The view of artificial neural networks as adaptive systems has lead to the development of ad-hoc generic procedures known as learning rules. The first of these is the Perceptron Rule (Rosenblatt, 1962), useful for single layer feed-forward networks and linearly separable problems. Its simplicity and beauty, and the existence of a convergence theorem made it a basic departure point in neural learning algorithms. This algorithm is a particular case of the Widrow-Hoff or delta rule (Widrow & Hoff, 1960), applicable to continuous networks with no hidden layers with an error function that is quadratic in the parameters.
The first truly useful algorithm for feed-forward multilayer networks is the backpropagation algorithm (Rumelhart, Hinton & Williams, 1986), reportedly proposed first by Werbos (1974) and Parker (1982). Many efforts have been devoted to enhance it in a number of ways, especially concerning speed and reliability of convergence (Haykin, 1994; Hecht-Nielsen, 1990). The backpropagation algorithm serves in general to compute the gradient vector in all the first-order methods, reviewed below.
Neural networks are trained by setting values for the network parameters w to minimize an error function E(w). If this function is quadratic in w, then the solution can be found by solving a linear system of equations (e.g. with Singular Value Decomposition (Press, Teukolsky, Vetterling & Flannery, 1992)) or iteratively with the delta rule. The minimization is realized by a variant of a gradient descent procedure, whose ultimate outcome is a local minimum: a w* from which any infinitesimal change makes E(w*) increase, that may not correspond to one of the global minima. Different solutions are found by starting at different initial states. The process is also perturbed by roundoff errors. Given E(w) to be minimized and an initial state w0, these methods perform for each iteration the updating step:wi+1=wi+αiui(1) where ui is the minimization direction (the direction in which to move) and αi∈R is the step size (how far to make a move in ui), also known as the learning rate in earlier contexts. For convenience, define Δwi=wi+1-wi. Common stopping criteria are:
A maximum number of presentations of D (epochs) is reached.

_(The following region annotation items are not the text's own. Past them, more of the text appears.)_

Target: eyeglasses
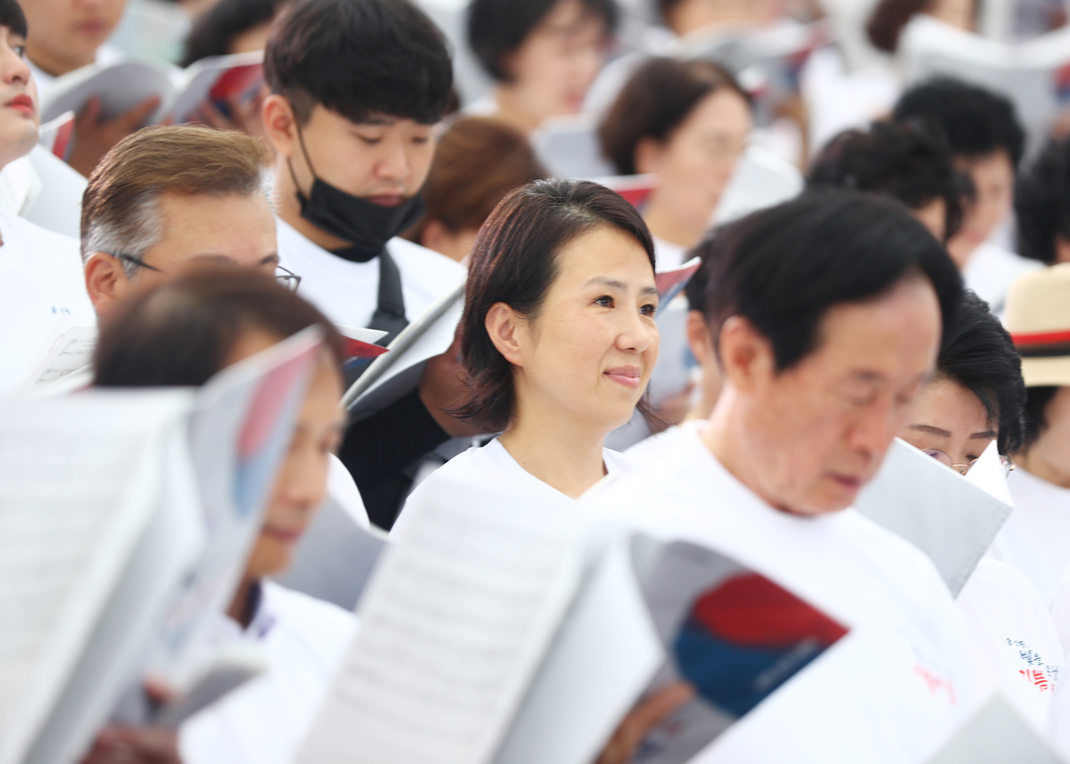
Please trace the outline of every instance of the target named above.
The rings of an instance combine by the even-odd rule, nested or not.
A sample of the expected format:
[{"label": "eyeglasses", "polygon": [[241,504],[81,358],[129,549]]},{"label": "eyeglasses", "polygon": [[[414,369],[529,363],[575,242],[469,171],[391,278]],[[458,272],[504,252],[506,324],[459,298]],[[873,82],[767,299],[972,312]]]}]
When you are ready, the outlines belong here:
[{"label": "eyeglasses", "polygon": [[[960,475],[965,475],[967,472],[969,472],[969,468],[972,468],[974,464],[977,463],[977,459],[973,459],[968,464],[953,464],[951,462],[951,457],[949,457],[942,450],[937,450],[936,448],[922,448],[921,453],[924,454],[926,456],[931,456],[941,464],[944,464],[944,467],[950,467]],[[1010,460],[1009,456],[1004,456],[1003,454],[1000,454],[999,463],[1003,464],[1004,468],[1004,477],[1007,477],[1007,475],[1011,473],[1011,470],[1014,469],[1014,462]]]},{"label": "eyeglasses", "polygon": [[[150,265],[144,260],[139,257],[134,257],[133,255],[125,255],[123,253],[108,253],[111,257],[122,260],[123,262],[128,262],[137,268],[143,268],[149,271],[155,271],[156,273],[167,273],[166,271],[156,268],[155,265]],[[284,287],[289,289],[291,292],[297,291],[297,287],[301,286],[301,276],[295,274],[293,271],[282,268],[281,265],[275,266],[275,280],[281,284]]]}]

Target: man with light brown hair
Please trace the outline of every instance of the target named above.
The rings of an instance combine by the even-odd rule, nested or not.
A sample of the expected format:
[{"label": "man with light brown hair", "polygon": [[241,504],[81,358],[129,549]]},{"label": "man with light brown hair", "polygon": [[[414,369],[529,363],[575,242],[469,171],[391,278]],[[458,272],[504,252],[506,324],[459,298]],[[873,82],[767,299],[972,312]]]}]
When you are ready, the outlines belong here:
[{"label": "man with light brown hair", "polygon": [[[242,133],[193,125],[147,127],[116,144],[81,207],[86,289],[97,315],[194,259],[276,273],[266,162],[263,144]],[[296,286],[292,274],[276,275]]]}]

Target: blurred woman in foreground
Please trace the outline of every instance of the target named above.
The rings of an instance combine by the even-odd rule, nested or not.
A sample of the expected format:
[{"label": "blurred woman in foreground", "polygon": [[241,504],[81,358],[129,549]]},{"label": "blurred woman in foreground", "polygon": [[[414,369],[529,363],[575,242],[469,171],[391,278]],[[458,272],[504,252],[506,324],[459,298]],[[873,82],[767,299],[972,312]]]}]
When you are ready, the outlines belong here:
[{"label": "blurred woman in foreground", "polygon": [[[144,387],[201,385],[312,325],[325,340],[260,535],[219,615],[220,640],[256,643],[269,668],[183,723],[185,764],[290,762],[354,632],[351,613],[268,580],[287,569],[326,495],[345,427],[338,406],[343,345],[334,325],[294,292],[248,269],[218,265],[132,296],[101,327],[95,385]],[[146,728],[106,729],[85,764],[154,761],[147,747],[158,749],[162,737]]]}]

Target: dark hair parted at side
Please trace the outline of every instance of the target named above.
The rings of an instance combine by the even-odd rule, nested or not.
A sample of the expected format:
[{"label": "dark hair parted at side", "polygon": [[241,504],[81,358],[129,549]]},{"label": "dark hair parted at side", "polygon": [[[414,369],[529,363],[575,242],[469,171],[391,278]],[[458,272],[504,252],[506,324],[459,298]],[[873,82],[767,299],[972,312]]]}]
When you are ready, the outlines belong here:
[{"label": "dark hair parted at side", "polygon": [[906,22],[932,5],[933,0],[881,0],[866,24],[866,34],[878,50],[893,54]]},{"label": "dark hair parted at side", "polygon": [[1004,149],[1018,167],[1025,151],[1025,131],[1010,101],[950,77],[935,77],[907,90],[892,118],[938,125],[957,156],[983,156]]},{"label": "dark hair parted at side", "polygon": [[712,61],[655,58],[639,66],[598,126],[602,154],[618,174],[636,174],[643,138],[664,143],[700,101],[728,88],[750,103],[735,78]]},{"label": "dark hair parted at side", "polygon": [[962,295],[954,323],[944,333],[936,358],[936,379],[956,382],[980,399],[989,423],[999,428],[1000,454],[1022,444],[1025,381],[1022,362],[1007,330],[989,304],[970,290]]},{"label": "dark hair parted at side", "polygon": [[1014,187],[1019,253],[1056,261],[1055,240],[1070,242],[1070,138],[1052,140]]},{"label": "dark hair parted at side", "polygon": [[817,349],[828,308],[883,294],[912,272],[932,284],[948,330],[962,300],[944,247],[898,201],[872,194],[808,192],[725,226],[694,254],[707,261],[715,346],[742,316],[768,338],[780,371]]},{"label": "dark hair parted at side", "polygon": [[270,22],[286,0],[219,0],[194,19],[179,66],[230,54],[234,37]]},{"label": "dark hair parted at side", "polygon": [[0,27],[6,27],[20,37],[26,37],[26,14],[16,0],[0,0]]},{"label": "dark hair parted at side", "polygon": [[943,136],[920,124],[874,122],[832,138],[814,159],[807,185],[888,194],[912,210],[944,200],[944,239],[962,225],[969,180],[954,169]]},{"label": "dark hair parted at side", "polygon": [[464,286],[460,321],[461,363],[469,377],[468,399],[456,416],[487,431],[508,427],[515,411],[513,365],[487,334],[487,312],[505,303],[529,320],[537,318],[557,276],[559,253],[595,228],[632,236],[654,269],[654,241],[631,204],[616,192],[590,181],[535,181],[517,188],[479,230]]},{"label": "dark hair parted at side", "polygon": [[[499,82],[510,82],[505,60],[561,0],[472,0],[468,7],[469,47]],[[601,20],[609,36],[616,29],[614,0],[579,0],[583,12]]]},{"label": "dark hair parted at side", "polygon": [[548,174],[526,136],[489,117],[460,119],[434,147],[424,184],[426,211],[412,240],[419,243],[428,220],[454,233],[478,229],[506,194]]},{"label": "dark hair parted at side", "polygon": [[345,345],[323,314],[271,276],[221,263],[199,265],[123,301],[101,325],[97,387],[202,385],[227,366],[243,331],[279,339],[323,330],[339,368]]},{"label": "dark hair parted at side", "polygon": [[454,75],[442,32],[408,0],[299,0],[272,30],[264,78],[303,123],[321,104],[352,122],[433,124]]}]

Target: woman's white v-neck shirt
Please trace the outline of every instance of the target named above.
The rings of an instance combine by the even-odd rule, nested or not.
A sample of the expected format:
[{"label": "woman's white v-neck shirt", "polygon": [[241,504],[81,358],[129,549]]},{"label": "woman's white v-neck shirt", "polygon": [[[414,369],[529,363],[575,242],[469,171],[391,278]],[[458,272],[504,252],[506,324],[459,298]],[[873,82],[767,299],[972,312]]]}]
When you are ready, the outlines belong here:
[{"label": "woman's white v-neck shirt", "polygon": [[[615,450],[602,448],[602,463],[606,477],[592,490],[602,490],[627,472],[630,461]],[[566,507],[577,501],[528,472],[495,438],[483,447],[469,448],[454,457],[416,486],[406,500],[391,535],[406,532],[411,509],[417,504],[459,501],[496,505],[517,496],[523,496],[529,503]]]}]

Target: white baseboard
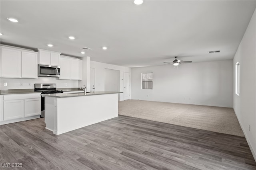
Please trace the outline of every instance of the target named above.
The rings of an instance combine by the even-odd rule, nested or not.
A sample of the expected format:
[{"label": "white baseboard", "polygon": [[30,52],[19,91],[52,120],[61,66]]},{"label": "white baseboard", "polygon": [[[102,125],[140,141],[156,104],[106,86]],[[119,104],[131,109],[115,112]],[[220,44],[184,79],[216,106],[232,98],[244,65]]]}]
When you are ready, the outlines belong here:
[{"label": "white baseboard", "polygon": [[26,120],[31,120],[34,119],[37,119],[40,118],[40,115],[36,116],[30,116],[29,117],[23,117],[22,118],[16,119],[13,120],[8,120],[5,121],[2,121],[0,122],[1,125],[5,125],[6,124],[12,123],[13,123],[18,122],[19,121],[25,121]]},{"label": "white baseboard", "polygon": [[[234,108],[233,108],[233,109],[234,109]],[[239,123],[239,124],[240,125],[240,126],[241,127],[241,128],[242,128],[242,131],[243,131],[243,132],[244,132],[244,137],[245,137],[245,139],[246,139],[246,141],[247,142],[247,143],[248,143],[248,145],[249,145],[249,147],[250,148],[250,149],[251,150],[251,152],[252,152],[252,156],[253,156],[253,158],[254,158],[254,160],[255,160],[255,161],[256,161],[256,152],[255,152],[255,151],[254,150],[254,149],[253,149],[253,147],[252,147],[252,146],[251,145],[251,143],[250,142],[250,139],[247,137],[247,135],[246,134],[246,131],[244,130],[244,127],[242,125],[242,124],[241,123],[241,122],[240,121],[240,120],[239,120],[239,119],[238,118],[238,117],[237,116],[237,115],[236,114],[236,111],[235,111],[235,109],[234,109],[234,111],[235,112],[235,114],[236,114],[236,117],[237,118],[237,119],[238,120],[238,122]]]},{"label": "white baseboard", "polygon": [[49,129],[49,128],[47,128],[47,127],[45,127],[45,129],[47,129],[47,130],[49,130],[49,131],[52,131],[52,132],[53,132],[53,130],[50,129]]},{"label": "white baseboard", "polygon": [[191,104],[193,105],[200,105],[200,106],[214,106],[214,107],[229,107],[229,108],[233,108],[233,106],[225,106],[225,105],[214,105],[214,104],[198,104],[198,103],[177,103],[175,102],[165,102],[165,101],[156,101],[156,100],[149,100],[144,99],[132,99],[132,100],[144,100],[146,101],[150,101],[150,102],[163,102],[166,103],[176,103],[178,104]]}]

A maximum amount of computing time has been exceeded.
The evaluation has been minimized below a certain tolerance.
The gradient norm has fallen below a certain tolerance.
Key Terms in this Chapter
First-Order Method: A training algorithm using the objective function and its gradient vector.

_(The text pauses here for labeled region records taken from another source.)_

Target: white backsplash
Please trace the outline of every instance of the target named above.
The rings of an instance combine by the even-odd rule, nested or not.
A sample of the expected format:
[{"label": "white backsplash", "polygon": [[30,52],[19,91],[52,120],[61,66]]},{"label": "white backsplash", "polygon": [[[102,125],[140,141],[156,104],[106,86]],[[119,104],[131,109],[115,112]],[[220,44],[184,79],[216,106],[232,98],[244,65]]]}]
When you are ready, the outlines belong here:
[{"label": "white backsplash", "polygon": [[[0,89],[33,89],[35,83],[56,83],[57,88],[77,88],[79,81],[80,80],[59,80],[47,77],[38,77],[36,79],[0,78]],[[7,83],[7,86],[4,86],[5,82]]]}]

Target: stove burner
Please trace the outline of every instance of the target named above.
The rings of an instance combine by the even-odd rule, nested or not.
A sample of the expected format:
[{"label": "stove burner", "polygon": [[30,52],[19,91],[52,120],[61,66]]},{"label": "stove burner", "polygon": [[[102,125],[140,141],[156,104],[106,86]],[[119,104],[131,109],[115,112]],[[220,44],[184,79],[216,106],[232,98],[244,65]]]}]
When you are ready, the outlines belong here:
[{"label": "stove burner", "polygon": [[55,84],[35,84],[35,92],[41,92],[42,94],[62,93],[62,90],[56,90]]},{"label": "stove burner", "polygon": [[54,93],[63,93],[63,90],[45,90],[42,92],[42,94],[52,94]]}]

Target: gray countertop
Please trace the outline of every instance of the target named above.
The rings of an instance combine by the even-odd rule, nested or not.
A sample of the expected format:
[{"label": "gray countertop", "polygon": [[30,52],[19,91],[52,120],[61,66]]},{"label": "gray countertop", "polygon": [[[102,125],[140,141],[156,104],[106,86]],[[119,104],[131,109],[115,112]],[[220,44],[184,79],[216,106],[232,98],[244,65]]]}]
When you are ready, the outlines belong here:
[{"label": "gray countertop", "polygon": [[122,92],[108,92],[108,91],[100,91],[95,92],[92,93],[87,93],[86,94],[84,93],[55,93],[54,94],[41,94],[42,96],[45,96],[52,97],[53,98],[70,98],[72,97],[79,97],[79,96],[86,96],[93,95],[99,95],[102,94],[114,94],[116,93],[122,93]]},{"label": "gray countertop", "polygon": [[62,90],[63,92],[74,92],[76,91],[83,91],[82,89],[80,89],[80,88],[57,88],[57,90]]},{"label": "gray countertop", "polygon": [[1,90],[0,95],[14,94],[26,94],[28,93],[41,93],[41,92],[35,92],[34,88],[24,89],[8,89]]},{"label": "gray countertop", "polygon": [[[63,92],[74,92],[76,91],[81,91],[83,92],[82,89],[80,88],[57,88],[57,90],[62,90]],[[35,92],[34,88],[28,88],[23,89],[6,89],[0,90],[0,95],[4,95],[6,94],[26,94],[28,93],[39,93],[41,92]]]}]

Second-Order Method: A training algorithm using the objective function, its gradient vector and Hessian matrix.
Feed-Forward Artificial Neural Network: Artificial Neural Network whose graph has no cycles.
Back-Propagation: Algorithm for feed-forward multilayer networks that can be used to efficiently compute the gradient vector in all the first-order methods.
Learning Algorithm: Method or algorithm by virtue of which an Artificial Neural Network develops a representation of the information present in the learning examples, by modification of the weights.
Weight: A free parameter of an Artificial Neural Network, modified through the action of a Learning Algorithm to obtain desired responses to certain input stimuli.
Artificial Neural Network: Information processing structure without global or shared memory that takes the form of a directed graph where each of the computing elements (“neurons”) is a simple processor with internal and adjustable parameters, that operates only when all its incoming information is available.